I'm into something about writing a "Mock GPU driver" for *nix based systems. What I mean is that, simply I want to write a driver (Behind X-server obviously) to answer X's API calls with some debugging messages.

In other words I want to fool *nix system about having an actual GPU. So I can make a test-bed for GUI-accelerated packages in console based systems.

Right now, if I execute a GUI-accelerated package in *nix console based systems; it'll simply dies due to lack of a real GPU (or a GPU driver better I'd say).

So I want to know:

  • Is it even possible? (Writing a GPU driver to fool *nix about having an actual GPU)
  • What resources do you recommend before getting my hands dirty in code?
  • Is there any similar projects around the net?

PS: I'm an experienced ANSI-C programmer but I don't have any clue in real Kernel/Driver development under *nix (read some tutorials about USB driver development though), so any resources about these areas will be really appreciated as well. Thanks in advance.

Best Answer

Given your requirements, it seems likely to me that you may not need to write your own driver. You may be able to use llvmpipe, which I believe conforms to your requirements. In particular, it is a "real driver" by some meanings of the word, and it does not require that X11 be running.

llvmpipe creates what might be called a virtual GPU that interprets OpenGL shaders by converting them on-the-fly to machine language for your CPU and runs it. It uses parts of the LLVM infrastructure to accomplish this.

However, it might not meet your needs, since what is actually going on is that llvmpipe is linked against by the binaries calling it. In other words, this is not a real, live, running-in-the-kernel driver. Instead, it creates an alternative libGL.so which interprets your OpenGL shaders.

If you're not able to compile your 3D graphics accelerated program from source, you probably cannot use llvmpipe to good effect. (But you want this to help with debugging your own programs, so that shouldn't be a problem.)

You might want to provide more information about what you need, in your question. In particular: Why do you need to debug your code from the driver side? Why can't you put the necessary debugging code in your program itself (or in your programs themselves)? Both X libraries and OpenGL libraries provide information about what went wrong, when a call fails. Why can't you use that information--plus kernel messages--in your program to facilitate debugging? And why would you expect that debugging information you get on the driver side, with a virtual driver implemented in the kernel, would correspond to what actually happens on real computers? More importantly, why would you assume that if your program produces low-level problems, those problems would be the same for different GPU's and drivers when it's run in the real world?
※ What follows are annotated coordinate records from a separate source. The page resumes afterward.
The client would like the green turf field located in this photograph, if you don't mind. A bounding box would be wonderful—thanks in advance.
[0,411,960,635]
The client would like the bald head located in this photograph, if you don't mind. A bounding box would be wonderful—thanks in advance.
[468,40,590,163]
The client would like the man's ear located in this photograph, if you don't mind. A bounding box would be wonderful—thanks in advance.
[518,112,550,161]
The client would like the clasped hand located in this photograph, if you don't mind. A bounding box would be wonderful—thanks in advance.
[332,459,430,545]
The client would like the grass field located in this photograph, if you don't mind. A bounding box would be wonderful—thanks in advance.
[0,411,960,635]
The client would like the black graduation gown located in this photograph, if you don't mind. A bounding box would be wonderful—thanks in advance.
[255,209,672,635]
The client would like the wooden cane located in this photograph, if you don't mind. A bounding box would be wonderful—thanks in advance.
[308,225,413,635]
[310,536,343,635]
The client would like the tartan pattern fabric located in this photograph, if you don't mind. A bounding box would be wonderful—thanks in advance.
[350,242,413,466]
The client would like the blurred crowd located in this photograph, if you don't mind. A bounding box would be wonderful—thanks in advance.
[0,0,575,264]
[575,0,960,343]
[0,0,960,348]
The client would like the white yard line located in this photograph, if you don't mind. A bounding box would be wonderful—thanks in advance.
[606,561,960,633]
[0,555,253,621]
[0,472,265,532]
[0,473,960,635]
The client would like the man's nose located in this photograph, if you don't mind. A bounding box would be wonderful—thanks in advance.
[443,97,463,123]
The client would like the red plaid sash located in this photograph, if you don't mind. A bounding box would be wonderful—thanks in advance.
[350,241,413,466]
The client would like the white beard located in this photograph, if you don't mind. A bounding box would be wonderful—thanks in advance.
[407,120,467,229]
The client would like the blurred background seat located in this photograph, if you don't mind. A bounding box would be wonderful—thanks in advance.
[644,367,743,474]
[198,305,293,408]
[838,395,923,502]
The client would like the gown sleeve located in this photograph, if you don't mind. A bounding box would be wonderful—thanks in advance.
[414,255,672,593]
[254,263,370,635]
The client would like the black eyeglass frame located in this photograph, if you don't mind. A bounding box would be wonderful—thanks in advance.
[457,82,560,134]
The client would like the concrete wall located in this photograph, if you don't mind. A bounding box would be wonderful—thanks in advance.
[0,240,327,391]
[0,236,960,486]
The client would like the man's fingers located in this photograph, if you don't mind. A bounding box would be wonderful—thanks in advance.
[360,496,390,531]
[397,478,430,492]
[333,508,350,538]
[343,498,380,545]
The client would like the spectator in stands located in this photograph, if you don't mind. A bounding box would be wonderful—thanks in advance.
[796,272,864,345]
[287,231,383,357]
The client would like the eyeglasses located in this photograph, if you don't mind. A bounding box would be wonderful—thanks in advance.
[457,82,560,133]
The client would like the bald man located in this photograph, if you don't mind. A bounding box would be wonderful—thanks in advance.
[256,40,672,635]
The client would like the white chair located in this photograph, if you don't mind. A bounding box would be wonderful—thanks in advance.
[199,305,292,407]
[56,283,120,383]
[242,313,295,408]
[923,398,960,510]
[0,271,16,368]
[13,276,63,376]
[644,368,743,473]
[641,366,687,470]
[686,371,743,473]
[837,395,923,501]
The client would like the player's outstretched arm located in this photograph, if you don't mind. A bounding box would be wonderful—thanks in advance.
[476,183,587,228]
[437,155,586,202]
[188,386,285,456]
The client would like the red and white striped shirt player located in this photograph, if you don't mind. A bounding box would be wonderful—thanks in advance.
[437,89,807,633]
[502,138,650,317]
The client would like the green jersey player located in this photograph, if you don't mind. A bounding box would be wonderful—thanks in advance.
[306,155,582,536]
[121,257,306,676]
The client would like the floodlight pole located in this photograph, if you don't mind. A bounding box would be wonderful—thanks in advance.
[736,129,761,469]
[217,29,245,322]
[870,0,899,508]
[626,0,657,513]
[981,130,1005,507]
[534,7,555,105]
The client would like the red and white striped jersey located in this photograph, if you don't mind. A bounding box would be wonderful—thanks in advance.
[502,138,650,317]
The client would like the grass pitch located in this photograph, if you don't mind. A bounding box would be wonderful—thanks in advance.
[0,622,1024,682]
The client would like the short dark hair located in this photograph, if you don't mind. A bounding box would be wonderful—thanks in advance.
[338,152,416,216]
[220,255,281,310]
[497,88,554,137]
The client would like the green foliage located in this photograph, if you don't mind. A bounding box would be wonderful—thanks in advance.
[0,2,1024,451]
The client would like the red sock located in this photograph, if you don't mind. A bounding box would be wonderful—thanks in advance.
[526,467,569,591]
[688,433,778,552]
You may have perfectly good answers to these questions (plus maybe I'm missing something), but I think it would be easier to answer your question if you explained this.

(By the way, one interesting application of llvmpipe is to enable graphical user interfaces to be written only in 3D-accelerated versions, but still run on computers without 3D acceleration. Theoretically this should facilitate running GNOME Shell without 3D acceleration, though some development work might be necessary to make it actually work; I think GNOME Shell makes some assumptions relating to compositing that might not be automatically fulfilled. Also, there are apparently some performance problems. A real-world instance of this that actually works is Unity, which in Ubuntu 12.10 will come in just one version, and be able to run on top of llvmpipe instead of there being a separate "Unity 2D" implementation.)